Suspension d’un procès en Belgique contre TotalEnergies : attentes vis-à-vis de la justice française

Un procès engagé en Belgique par l’agriculteur Hugues Falys contre TotalEnergies a été suspendu ce mercredi. Cette décision intervient alors que la justice française doit se prononcer sur une affaire similaire. Le tribunal de l’entreprise du Hainaut, situé à Tournai, a décidé de surseoir à statuer jusqu’à la fin du mois de juin, date à laquelle un jugement est attendu à Paris.

EN BREF

  • Le procès contre TotalEnergies a été suspendu jusqu’à une décision française.
  • Hugues Falys réclame 130 000 euros pour des pertes dues au dérèglement climatique.
  • Ce procès est le premier en Belgique contre une multinationale du pétrole pour des raisons climatiques.

Le tribunal a fixé une nouvelle audience pour septembre, afin de reprendre les débats. La décision de suspendre le procès a été justifiée « dans l’intérêt d’un débat pleinement éclairé ». TotalEnergies a pris acte de cette suspension, tandis que Hugues Falys a exprimé sa satisfaction quant à la reconnaissance de sa légitimité par le tribunal.

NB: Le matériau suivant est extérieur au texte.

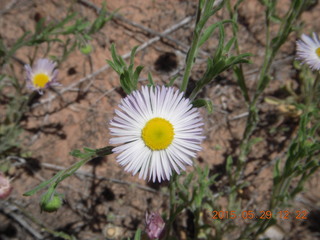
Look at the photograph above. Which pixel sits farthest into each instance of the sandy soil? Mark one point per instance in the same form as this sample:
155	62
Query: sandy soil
79	116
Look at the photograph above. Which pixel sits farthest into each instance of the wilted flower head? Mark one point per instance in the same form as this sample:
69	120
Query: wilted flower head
42	75
158	130
154	225
5	187
308	51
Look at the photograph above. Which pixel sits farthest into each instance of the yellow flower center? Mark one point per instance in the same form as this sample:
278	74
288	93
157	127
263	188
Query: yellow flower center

Ce procès s’inscrit dans un contexte où TotalEnergies est déjà confronté à des accusations de la part d’organisations non gouvernementales (ONG) et de la Ville de Paris. Ces derniers l’accusent de ne pas respecter son devoir de vigilance en matière environnementale, selon une loi française adoptée en 2017. Les plaignants réclament des mesures strictes, notamment l’arrêt de nouveaux projets d’hydrocarbures et une réduction de la production de pétrole de 37 % d’ici 2030.

Dans le cadre de l’affaire belge, Hugues Falys demande réparation pour des événements météorologiques extrêmes qui ont eu un impact significatif sur sa production agricole entre 2016 et 2020. Il évoque notamment des sécheresses qui ont gravement affecté ses récoltes de fourrages, ce qui a eu des répercussions sur son activité d’élevage bovin. En plus de l’indemnisation, il demande au tribunal d’obliger TotalEnergies à réduire son empreinte carbone, en favorisant une transition vers les énergies renouvelables.

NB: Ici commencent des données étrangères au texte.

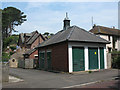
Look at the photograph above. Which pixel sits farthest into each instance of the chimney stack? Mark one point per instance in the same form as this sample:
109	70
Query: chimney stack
66	22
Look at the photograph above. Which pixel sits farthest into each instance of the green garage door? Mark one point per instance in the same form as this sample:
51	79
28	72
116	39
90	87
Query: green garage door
49	60
101	58
78	59
93	58
42	58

Me Marie Doutrepont, avocate de Falys, a souligné que « nos droits fondamentaux sont violés au quotidien par le dérèglement climatique, et les grandes entreprises comme TotalEnergies portent une responsabilité écrasante. » Ce procès est unique en Belgique, où des actions en justice ont déjà été intentées contre les pouvoirs publics pour inaction face au changement climatique, mais jamais contre une multinationale pétrolière.

Mercredi, plusieurs dizaines de militants d’ONG ont manifesté pour soutenir Hugues Falys, arborant des banderoles avec le message « Big polluters must pay! » (les grands pollueurs doivent payer). Ce mouvement témoigne d’une pression croissante sur les entreprises pour qu’elles prennent des mesures concrètes en réponse aux défis climatiques actuels.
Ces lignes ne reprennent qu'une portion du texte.